Si tu pouvais avoir une discussion avec un artiste, mort ou vivant, ce serait qui ?

Waouh, c’est une excellente question que tu me poses là, plus les années passent plus j’ai tendance à croire que ce n’est pas une bonne idée de rencontrer les artistes que tu rêves de rencontrer. Tu casses une part de mystique mais dans un monde parfait, j’aimerai beaucoup discuter avec YUNG LEAN ou peut-être me poser en studio avec un Roc Marciano ça serait quelque chose d’assez incroyable. Mais bon en vrai, je crois, que cette case là, j’ai déjà eu la chance de pouvoir la coché, c’est peut-être pour ça que je ne sais pas y répondre. Je me suis retrouvé avec mon compositeur préféré The Alchemist dans un studio il y a quelques années. C’est ma légende à moi depuis que je suis enfant et il y a quelques mois je me suis retrouver avec un de mes rappeurs préférés, celui qui m’a le plus influencé, qui s’appel Loud, un rappeur canadien.

Enfin, tu as commencé le rap très jeune, est ce que tu aurais des conseils pour les jeunes qui voudraient se lancer dans le rap ?

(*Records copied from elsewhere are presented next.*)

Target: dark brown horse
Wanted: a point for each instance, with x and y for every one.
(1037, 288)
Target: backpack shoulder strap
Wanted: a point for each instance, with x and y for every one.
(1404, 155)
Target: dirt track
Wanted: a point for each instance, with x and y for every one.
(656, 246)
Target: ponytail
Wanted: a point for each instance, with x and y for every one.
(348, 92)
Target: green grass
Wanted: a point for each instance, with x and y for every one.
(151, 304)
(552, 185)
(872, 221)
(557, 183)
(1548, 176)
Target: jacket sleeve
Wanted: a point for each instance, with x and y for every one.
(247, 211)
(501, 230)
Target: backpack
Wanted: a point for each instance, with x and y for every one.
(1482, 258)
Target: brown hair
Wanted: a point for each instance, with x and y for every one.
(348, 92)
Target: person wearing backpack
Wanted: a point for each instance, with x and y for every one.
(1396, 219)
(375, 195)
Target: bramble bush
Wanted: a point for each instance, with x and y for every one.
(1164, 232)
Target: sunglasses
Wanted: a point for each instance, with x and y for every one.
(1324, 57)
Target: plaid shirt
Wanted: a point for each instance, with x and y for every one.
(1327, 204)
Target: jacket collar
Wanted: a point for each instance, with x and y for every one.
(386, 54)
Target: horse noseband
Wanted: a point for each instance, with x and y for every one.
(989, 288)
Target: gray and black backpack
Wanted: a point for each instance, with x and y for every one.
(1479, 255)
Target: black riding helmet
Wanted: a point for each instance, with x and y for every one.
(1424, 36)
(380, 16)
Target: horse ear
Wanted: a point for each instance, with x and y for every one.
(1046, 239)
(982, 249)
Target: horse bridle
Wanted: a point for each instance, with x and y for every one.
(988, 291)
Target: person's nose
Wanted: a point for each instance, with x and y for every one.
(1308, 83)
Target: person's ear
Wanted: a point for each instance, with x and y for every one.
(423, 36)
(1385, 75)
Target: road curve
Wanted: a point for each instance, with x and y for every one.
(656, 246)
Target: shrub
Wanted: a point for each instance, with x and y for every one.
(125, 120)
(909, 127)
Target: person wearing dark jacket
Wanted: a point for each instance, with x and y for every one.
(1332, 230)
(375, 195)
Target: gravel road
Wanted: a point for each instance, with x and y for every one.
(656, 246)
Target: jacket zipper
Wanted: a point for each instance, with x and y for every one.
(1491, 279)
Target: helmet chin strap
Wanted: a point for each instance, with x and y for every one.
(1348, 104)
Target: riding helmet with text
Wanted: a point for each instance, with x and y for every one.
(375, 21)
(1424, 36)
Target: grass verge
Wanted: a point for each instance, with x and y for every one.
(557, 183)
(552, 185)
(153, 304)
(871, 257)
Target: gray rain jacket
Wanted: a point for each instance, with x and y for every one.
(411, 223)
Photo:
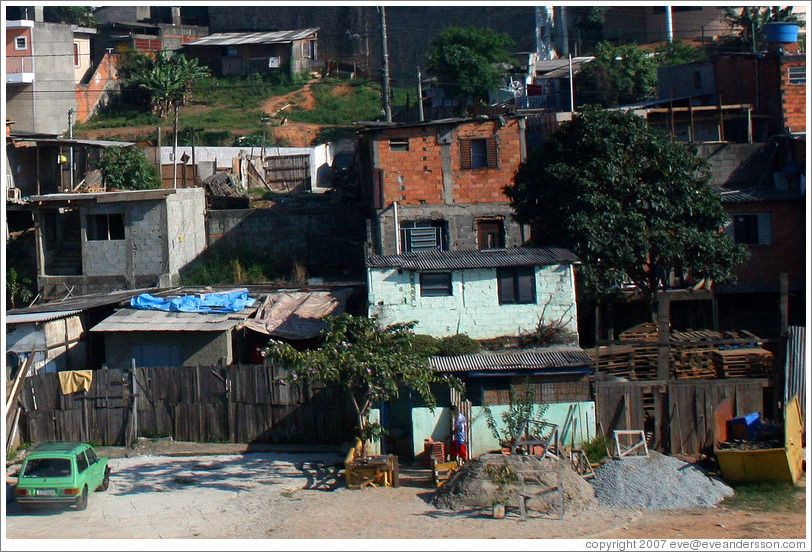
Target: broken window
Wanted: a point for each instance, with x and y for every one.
(424, 235)
(478, 153)
(517, 285)
(399, 144)
(751, 228)
(105, 227)
(490, 233)
(435, 284)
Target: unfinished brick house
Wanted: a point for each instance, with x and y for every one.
(438, 185)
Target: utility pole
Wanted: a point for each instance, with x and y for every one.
(175, 150)
(387, 109)
(419, 95)
(70, 136)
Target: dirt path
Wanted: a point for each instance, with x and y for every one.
(273, 495)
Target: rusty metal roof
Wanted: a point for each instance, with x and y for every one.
(139, 320)
(232, 39)
(491, 258)
(548, 358)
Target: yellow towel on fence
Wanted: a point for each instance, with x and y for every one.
(75, 380)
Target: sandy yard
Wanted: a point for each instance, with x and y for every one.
(273, 495)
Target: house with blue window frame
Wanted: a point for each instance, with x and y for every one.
(482, 293)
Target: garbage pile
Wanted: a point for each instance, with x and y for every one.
(471, 487)
(658, 482)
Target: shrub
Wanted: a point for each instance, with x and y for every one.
(456, 345)
(127, 168)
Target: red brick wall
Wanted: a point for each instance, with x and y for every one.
(415, 177)
(786, 252)
(793, 96)
(88, 95)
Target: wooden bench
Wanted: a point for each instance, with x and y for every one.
(442, 471)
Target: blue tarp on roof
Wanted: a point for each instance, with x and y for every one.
(233, 301)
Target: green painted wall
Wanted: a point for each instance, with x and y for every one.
(437, 425)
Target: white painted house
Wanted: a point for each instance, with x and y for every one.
(481, 293)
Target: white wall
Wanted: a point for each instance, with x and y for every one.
(473, 308)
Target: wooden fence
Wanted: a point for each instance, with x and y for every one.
(242, 403)
(676, 415)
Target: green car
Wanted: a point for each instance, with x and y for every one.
(61, 474)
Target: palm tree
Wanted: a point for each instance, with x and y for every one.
(167, 80)
(752, 19)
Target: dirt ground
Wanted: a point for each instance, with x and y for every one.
(232, 492)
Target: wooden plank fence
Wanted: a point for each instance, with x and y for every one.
(240, 403)
(680, 412)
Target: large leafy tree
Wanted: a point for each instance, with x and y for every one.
(166, 79)
(750, 22)
(628, 73)
(469, 61)
(368, 361)
(632, 204)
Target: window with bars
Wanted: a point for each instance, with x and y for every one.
(435, 284)
(424, 236)
(797, 74)
(105, 227)
(517, 285)
(478, 153)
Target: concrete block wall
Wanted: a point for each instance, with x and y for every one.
(185, 227)
(326, 236)
(473, 308)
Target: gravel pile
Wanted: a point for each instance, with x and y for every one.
(471, 487)
(657, 483)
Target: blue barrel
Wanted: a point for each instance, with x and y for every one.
(781, 31)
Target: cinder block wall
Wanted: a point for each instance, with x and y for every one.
(473, 309)
(322, 237)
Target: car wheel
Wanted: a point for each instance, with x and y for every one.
(81, 502)
(106, 481)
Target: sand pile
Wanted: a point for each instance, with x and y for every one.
(657, 483)
(471, 487)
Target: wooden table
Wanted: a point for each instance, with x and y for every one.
(372, 471)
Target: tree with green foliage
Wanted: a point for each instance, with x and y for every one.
(166, 79)
(625, 74)
(630, 202)
(18, 288)
(127, 168)
(469, 61)
(74, 15)
(751, 21)
(370, 362)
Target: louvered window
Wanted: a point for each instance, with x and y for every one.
(478, 153)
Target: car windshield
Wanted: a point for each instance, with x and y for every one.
(47, 467)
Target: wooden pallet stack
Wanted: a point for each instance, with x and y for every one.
(692, 354)
(744, 362)
(644, 363)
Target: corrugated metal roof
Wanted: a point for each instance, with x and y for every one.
(527, 359)
(38, 316)
(231, 39)
(756, 194)
(493, 258)
(137, 320)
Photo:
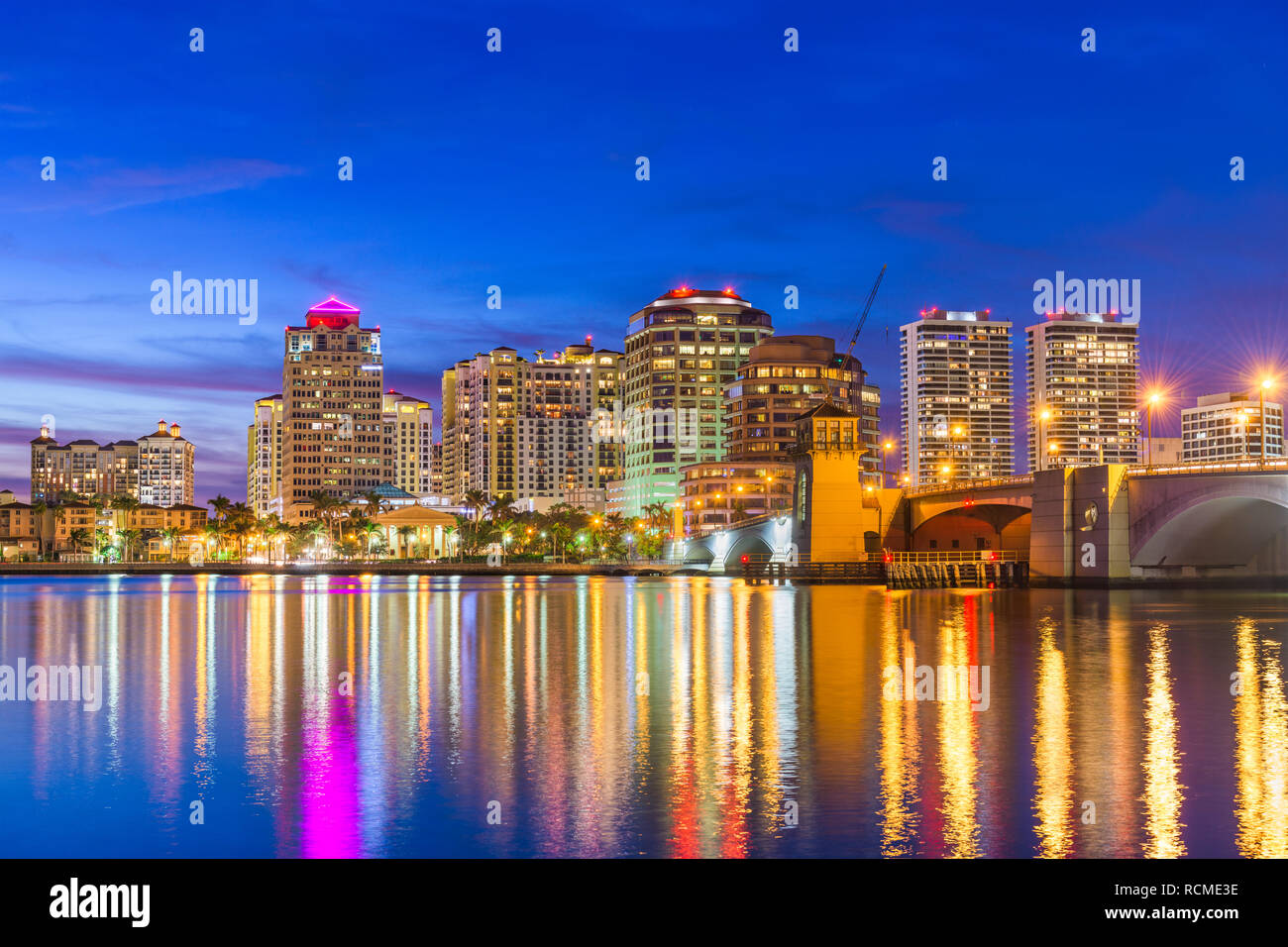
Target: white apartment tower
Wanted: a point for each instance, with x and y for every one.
(957, 398)
(1083, 373)
(1228, 427)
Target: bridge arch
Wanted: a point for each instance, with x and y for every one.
(747, 544)
(1228, 526)
(974, 526)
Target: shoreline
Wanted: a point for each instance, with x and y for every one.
(557, 570)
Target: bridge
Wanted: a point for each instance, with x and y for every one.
(1108, 523)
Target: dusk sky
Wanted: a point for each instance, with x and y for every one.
(518, 169)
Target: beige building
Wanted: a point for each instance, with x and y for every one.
(158, 468)
(957, 397)
(410, 442)
(333, 424)
(265, 458)
(1228, 427)
(682, 350)
(531, 429)
(166, 475)
(1083, 371)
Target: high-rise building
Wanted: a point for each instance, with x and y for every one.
(531, 429)
(265, 458)
(333, 427)
(166, 475)
(1228, 427)
(436, 470)
(784, 376)
(155, 470)
(408, 442)
(957, 397)
(1083, 398)
(682, 350)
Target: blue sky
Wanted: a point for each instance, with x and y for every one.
(518, 169)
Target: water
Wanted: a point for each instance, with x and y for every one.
(649, 716)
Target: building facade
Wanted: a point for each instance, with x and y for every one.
(265, 458)
(957, 397)
(166, 475)
(682, 351)
(159, 468)
(536, 429)
(410, 442)
(1083, 380)
(784, 376)
(333, 421)
(1228, 427)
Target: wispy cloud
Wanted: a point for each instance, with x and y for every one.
(94, 187)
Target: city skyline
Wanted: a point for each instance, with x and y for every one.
(240, 182)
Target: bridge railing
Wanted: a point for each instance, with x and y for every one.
(1243, 466)
(962, 486)
(956, 556)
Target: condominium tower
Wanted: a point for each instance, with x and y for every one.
(957, 397)
(408, 442)
(1228, 427)
(333, 431)
(784, 376)
(1082, 390)
(158, 468)
(531, 429)
(682, 350)
(265, 458)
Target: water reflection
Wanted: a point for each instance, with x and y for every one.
(330, 716)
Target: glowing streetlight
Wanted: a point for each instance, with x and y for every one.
(1155, 398)
(1266, 384)
(1043, 416)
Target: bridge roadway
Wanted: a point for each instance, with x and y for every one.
(1108, 522)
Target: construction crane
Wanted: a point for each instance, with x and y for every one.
(863, 317)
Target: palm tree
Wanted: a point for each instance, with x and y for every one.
(370, 531)
(329, 509)
(220, 504)
(271, 527)
(129, 540)
(78, 536)
(404, 538)
(375, 504)
(170, 535)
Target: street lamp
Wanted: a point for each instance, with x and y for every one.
(1150, 405)
(1043, 416)
(1266, 384)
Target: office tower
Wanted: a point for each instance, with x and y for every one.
(265, 458)
(537, 429)
(784, 376)
(166, 474)
(1082, 390)
(1228, 427)
(158, 470)
(436, 470)
(682, 350)
(408, 442)
(333, 429)
(957, 398)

Ouais carrément, je dirais que si j’avais un conseil à donner à quelqu’un qui commence, ce serait de parler de ce qui te rends unique, parce que trop souvent les rappeurs ont tendance à recopier des codes, de reprendre des postures que prennent les autres et en fait, c’est le meilleur moyen de se retrouver noyé dans une masse. Je pense qu’il y a plein d’artistes qui sont frustrés parce qu’ils n’ont pas l’exposition qu’ils voudraient avoir et qu’ils pensent mériter et je pense qu’en fait c’est eux-mêmes qui se saborde des fois en manquant d’honnêteté, en abordant les mêmes thèmes que tout le monde, en reprenant le son que tout monde fait donc un conseil aux artistes: Soyez vous-même, exploitez ce filon là et poussez ça le plus loin, pas non plus à l’excès mais juste être soi-même et parlez de ce qui vous rend différent musicalement.

« Plot Twist » est disponible sur toutes les plateformes de streaming.